The memo also mentions digital reading hardware such as Amazon’s Kindle, the need for more insightful blogs, advertising reps who are “consultants” rather than “order takers,” and an end to cookie-cutter Web sites for the newspaper chains. Amen to all of this!
We are at the halfway point in our “100 Days of Change” program and I want to share with you the progress that we’ve made on ideas that fundamentally change the way we do business. Many of you have taken the time to write to me or to the various task force leaders with your thoughts and suggestions, and I’m extremely pleased by the level of energy and cooperation I’ve seen across our newspaper company.
One inescapable conclusion of our study is that our cost base is significantly out of line with the revenue available in our business today. It is equally inescapable that during good times our industry developed business practices that were at best inefficient. For example, all newspapers look pretty much alike, and yet they are not similar enough to allow for efficient production or common content sharing. This must and will change. Another example is that while we have a tremendous opportunity to continue growing our advertising business with small customers, we cannot afford to do so by calling on every advertiser in person every other week and then having a team of artists build and rebuild their ads. We must and will learn to use outbound telemarketing and self-service ad platforms more effectively. I’m confident we can move to rationalize our costs without impairing our ability to give our readers and advertisers the best news and information products in our markets. Even with the cost reductions we are making we have far more resources devoted to reporting local news and information than any other local media outlet. Thus, each of our management teams is at work to complete a fundamental restructuring so we can turn our full attention to product innovation and revenue growth.

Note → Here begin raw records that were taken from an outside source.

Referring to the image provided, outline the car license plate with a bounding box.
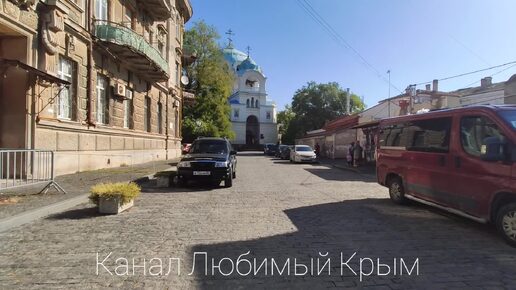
[194,171,211,176]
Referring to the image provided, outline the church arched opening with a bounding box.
[245,115,260,145]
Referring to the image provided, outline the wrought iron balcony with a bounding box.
[95,21,169,81]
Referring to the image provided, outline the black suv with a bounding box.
[177,138,237,187]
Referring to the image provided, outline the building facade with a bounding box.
[0,0,192,174]
[223,42,278,147]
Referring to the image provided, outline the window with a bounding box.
[123,7,135,30]
[460,116,505,156]
[158,103,163,134]
[380,118,451,153]
[157,26,167,57]
[176,62,181,86]
[57,56,77,120]
[174,109,179,137]
[97,75,109,124]
[158,40,165,56]
[143,97,151,132]
[176,16,183,43]
[124,89,134,129]
[500,110,516,130]
[408,118,451,153]
[95,0,108,21]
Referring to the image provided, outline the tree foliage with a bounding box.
[278,82,365,144]
[182,21,234,142]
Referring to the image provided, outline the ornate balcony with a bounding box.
[95,21,169,81]
[176,0,193,23]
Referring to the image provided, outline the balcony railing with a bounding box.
[94,21,169,81]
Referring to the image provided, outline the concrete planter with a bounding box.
[154,168,177,188]
[98,197,134,214]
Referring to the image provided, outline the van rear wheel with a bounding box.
[389,177,407,204]
[496,203,516,247]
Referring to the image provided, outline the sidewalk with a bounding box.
[318,158,376,175]
[0,160,177,222]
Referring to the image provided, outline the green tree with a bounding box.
[278,105,297,144]
[282,82,365,143]
[182,21,234,142]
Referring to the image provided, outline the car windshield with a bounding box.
[500,110,516,130]
[296,146,313,152]
[190,140,228,154]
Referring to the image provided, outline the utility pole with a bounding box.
[346,88,351,116]
[387,70,391,117]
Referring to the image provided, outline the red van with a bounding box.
[377,106,516,246]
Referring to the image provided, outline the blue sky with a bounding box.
[187,0,516,110]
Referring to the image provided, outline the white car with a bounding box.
[290,145,317,162]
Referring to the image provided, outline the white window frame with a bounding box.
[143,96,152,133]
[57,56,75,120]
[95,0,109,21]
[96,74,109,124]
[157,102,163,134]
[124,89,133,129]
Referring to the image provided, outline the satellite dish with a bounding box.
[181,76,190,86]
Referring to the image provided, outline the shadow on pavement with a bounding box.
[305,167,376,182]
[45,207,101,220]
[185,199,510,289]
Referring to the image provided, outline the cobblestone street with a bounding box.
[0,152,516,289]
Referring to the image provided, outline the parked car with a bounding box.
[274,144,288,158]
[280,145,294,160]
[181,143,192,155]
[377,106,516,246]
[177,138,237,187]
[290,145,317,162]
[263,143,278,156]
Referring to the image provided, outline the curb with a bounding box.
[0,194,88,233]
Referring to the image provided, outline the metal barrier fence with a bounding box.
[0,149,66,193]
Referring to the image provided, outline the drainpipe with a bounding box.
[86,0,95,127]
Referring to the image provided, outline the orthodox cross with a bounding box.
[226,29,235,47]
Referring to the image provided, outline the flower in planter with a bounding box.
[89,182,141,206]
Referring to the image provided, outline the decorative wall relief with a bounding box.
[9,0,37,10]
[41,6,66,55]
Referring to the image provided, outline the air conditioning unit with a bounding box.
[115,84,125,97]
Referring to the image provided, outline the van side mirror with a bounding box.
[480,137,507,161]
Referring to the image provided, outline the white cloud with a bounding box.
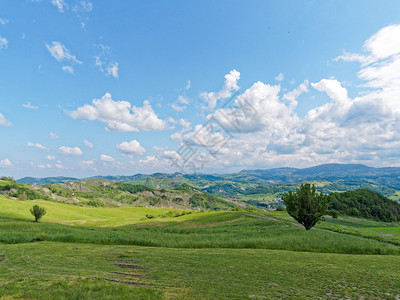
[153,146,168,151]
[185,80,192,90]
[0,113,11,126]
[46,42,82,64]
[62,66,75,74]
[117,140,146,156]
[106,63,118,78]
[58,146,83,156]
[51,0,68,13]
[79,160,96,171]
[50,131,60,140]
[169,27,400,172]
[283,80,308,108]
[22,101,39,110]
[200,70,240,110]
[0,158,13,168]
[100,154,115,162]
[275,73,285,82]
[83,140,94,148]
[171,95,189,112]
[94,44,119,78]
[28,142,47,150]
[83,140,94,148]
[68,93,168,131]
[72,0,93,12]
[0,35,8,50]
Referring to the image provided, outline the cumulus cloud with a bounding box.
[83,140,94,148]
[94,44,119,78]
[68,93,168,131]
[51,0,68,13]
[275,73,285,82]
[100,154,115,162]
[28,142,47,150]
[200,70,240,110]
[72,0,93,12]
[22,101,39,110]
[62,66,75,74]
[168,25,400,172]
[0,35,8,50]
[46,42,82,64]
[58,146,83,156]
[0,158,13,168]
[171,95,189,112]
[79,160,96,171]
[0,113,11,126]
[50,131,60,140]
[117,140,146,156]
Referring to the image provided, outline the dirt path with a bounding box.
[245,214,337,234]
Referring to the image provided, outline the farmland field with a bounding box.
[0,199,400,299]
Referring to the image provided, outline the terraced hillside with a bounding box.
[0,178,241,210]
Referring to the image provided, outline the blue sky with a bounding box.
[0,0,400,178]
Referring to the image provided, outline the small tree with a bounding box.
[31,205,46,222]
[282,183,331,230]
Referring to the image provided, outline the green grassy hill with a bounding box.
[0,178,241,210]
[0,199,400,299]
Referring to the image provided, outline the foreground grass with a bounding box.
[0,212,400,255]
[0,242,400,299]
[0,196,192,226]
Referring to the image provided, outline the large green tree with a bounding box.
[282,183,331,230]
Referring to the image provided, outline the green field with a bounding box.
[0,198,400,299]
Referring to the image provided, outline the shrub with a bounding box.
[31,205,46,222]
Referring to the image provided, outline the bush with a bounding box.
[31,205,46,222]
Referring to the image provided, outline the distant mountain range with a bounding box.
[17,164,400,201]
[17,164,400,188]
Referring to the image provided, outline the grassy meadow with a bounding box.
[0,198,400,299]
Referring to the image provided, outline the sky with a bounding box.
[0,0,400,178]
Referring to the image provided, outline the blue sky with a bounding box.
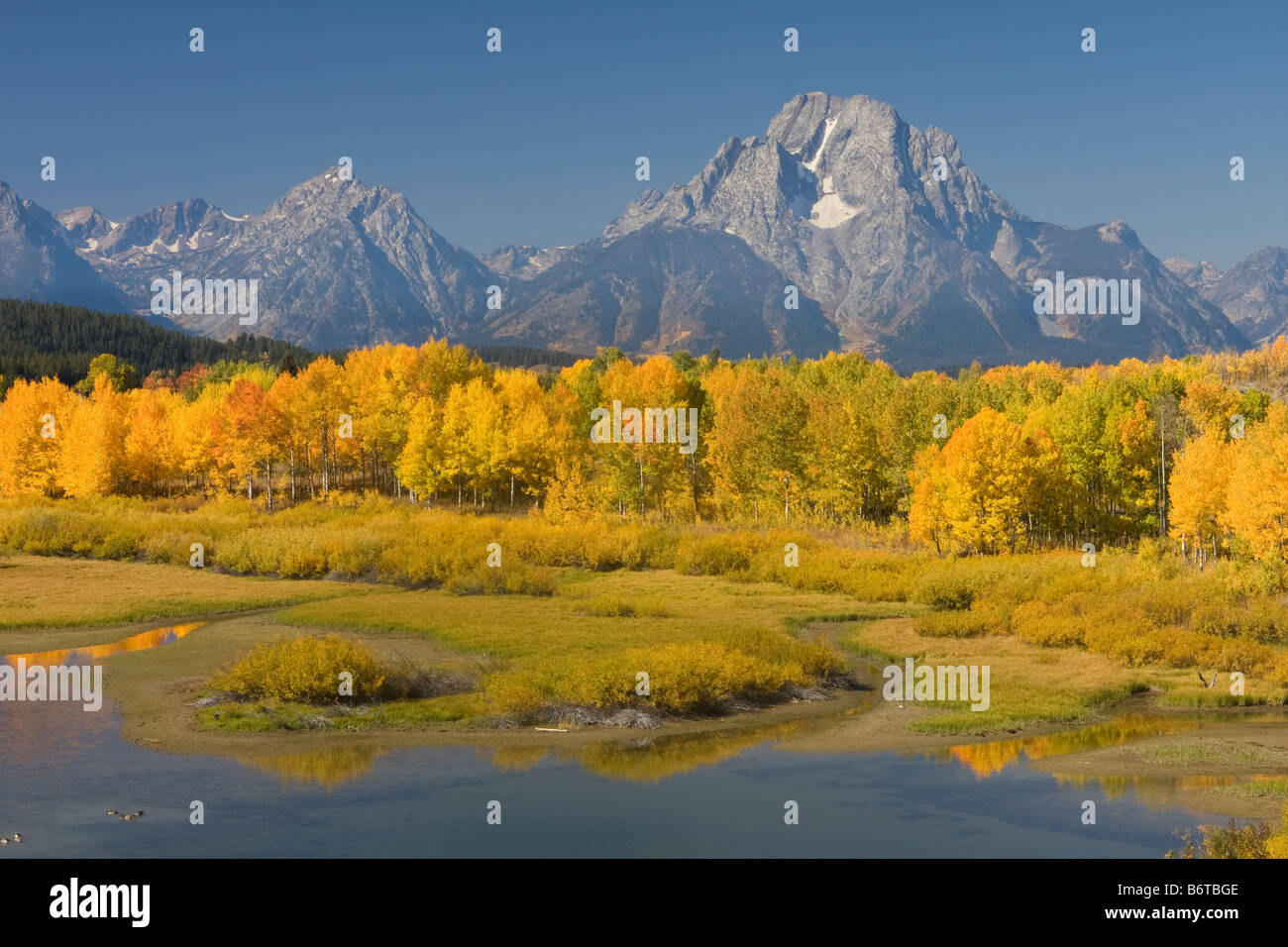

Next, we have a revenue and business model problem as opposed to an audience problem. Yes, it is true that fewer people read a newspaper on any given day today than they did in the past, but with the proliferation of media options, consumption of individual media types isn’t what it once was and probably never will be again. Our audience is still the largest of any local news and information media outlet. And when combined with newspapers’ Internet audience, our audience has actually been growing in recent years while our revenue has been declining. So it is our business model that must change in several ways.

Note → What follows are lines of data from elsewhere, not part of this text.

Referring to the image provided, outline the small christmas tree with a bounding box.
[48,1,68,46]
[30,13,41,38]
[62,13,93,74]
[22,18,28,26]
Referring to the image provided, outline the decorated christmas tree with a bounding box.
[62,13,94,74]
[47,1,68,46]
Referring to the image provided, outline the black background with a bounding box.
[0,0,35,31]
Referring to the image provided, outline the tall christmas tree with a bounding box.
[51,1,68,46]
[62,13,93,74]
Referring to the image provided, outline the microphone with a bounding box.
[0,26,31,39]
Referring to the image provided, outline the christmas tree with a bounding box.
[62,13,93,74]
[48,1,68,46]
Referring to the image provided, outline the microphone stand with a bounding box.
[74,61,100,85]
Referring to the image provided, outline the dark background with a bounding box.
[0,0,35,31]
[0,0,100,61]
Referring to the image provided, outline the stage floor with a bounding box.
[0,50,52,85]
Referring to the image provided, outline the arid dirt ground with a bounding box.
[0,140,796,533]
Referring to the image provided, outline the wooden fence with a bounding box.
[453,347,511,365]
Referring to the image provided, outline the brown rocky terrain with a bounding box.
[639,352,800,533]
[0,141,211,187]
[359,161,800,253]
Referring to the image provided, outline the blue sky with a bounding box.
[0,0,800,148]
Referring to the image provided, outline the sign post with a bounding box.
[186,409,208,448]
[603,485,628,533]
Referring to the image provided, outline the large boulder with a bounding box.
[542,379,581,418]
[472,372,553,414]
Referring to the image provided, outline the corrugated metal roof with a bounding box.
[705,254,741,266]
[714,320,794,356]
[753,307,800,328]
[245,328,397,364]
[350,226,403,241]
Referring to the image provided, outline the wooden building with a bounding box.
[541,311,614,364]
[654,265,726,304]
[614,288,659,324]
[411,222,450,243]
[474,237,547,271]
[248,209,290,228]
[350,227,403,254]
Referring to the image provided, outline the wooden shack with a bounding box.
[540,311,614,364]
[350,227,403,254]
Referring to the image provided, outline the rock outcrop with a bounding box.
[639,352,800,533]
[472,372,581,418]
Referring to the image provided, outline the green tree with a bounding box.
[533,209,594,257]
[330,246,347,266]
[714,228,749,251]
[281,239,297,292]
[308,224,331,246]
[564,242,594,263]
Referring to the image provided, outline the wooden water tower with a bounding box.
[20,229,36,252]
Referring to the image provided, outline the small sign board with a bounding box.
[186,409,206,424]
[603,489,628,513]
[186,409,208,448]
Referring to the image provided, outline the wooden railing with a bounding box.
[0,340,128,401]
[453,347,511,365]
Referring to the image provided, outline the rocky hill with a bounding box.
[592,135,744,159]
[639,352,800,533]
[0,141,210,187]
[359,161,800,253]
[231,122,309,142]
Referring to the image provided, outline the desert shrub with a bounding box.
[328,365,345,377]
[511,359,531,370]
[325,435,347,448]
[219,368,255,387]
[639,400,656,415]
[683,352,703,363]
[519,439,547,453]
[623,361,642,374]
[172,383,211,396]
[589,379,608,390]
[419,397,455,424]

We believe we must begin to provide greater differentiation between the content of our free Web sites and the content of our paid product, be that paid product read in print, on a digital device like Amazon’s Kindle, or online. This doesn’t mean we wall off our Web sites behind a paid barrier. Our sites must continue to be the superior and dominant free Web sites in their markets. This means they must offer the best in breaking news, staff and reader blogs, community databases and photo galleries. In fact, we need to expand the number of reporters, editors and photographers who are running a truly great blog, creating a rich dialogue of opinion and data sharing. We must do a far better job of reaching out to prominent citizens in our communities, those who already have a blog and those who don’t, and providing them a prominent platform to state their views. We must develop a rich network of correspondents to help us grow the deepest hyper-local community microsites in our markets. We must do a better job of linking to other great sources of content in our communities. And we must put staff resources behind building those channels of interest that have the greatest potential: those built around pro sports teams, moms and high school sports, to name a few. Exactly how much paid content to hold back from our free sites will be a judgment call made daily by our management, whose mission should be to run the best free Web sites in our markets without compromising our ability to get a fair price from consumers for the expensive, unique reporting and writing that we produce each day.
We must continue to ask readers to pay more for their subscriptions. Our print subscribers don’t pay us enough today that we can say they are actually paying for content. Rather, we only ask readers to pay for a portion of the cost of printing the paper on newsprint and delivering it to the reader’s doorstep. We must gradually, but persistently, change this practice. We ask our readers to pay for their subscriptions on the Kindle today, and we must begin doing the same thing on the iPhone and other advanced smart phones and reading devices that allow us to create a user experience worth paying for. We also need to make our paid product available through the Internet for those who prefer to read it that way. And we must innovate to constantly enhance the reading and advertising experience on these platforms.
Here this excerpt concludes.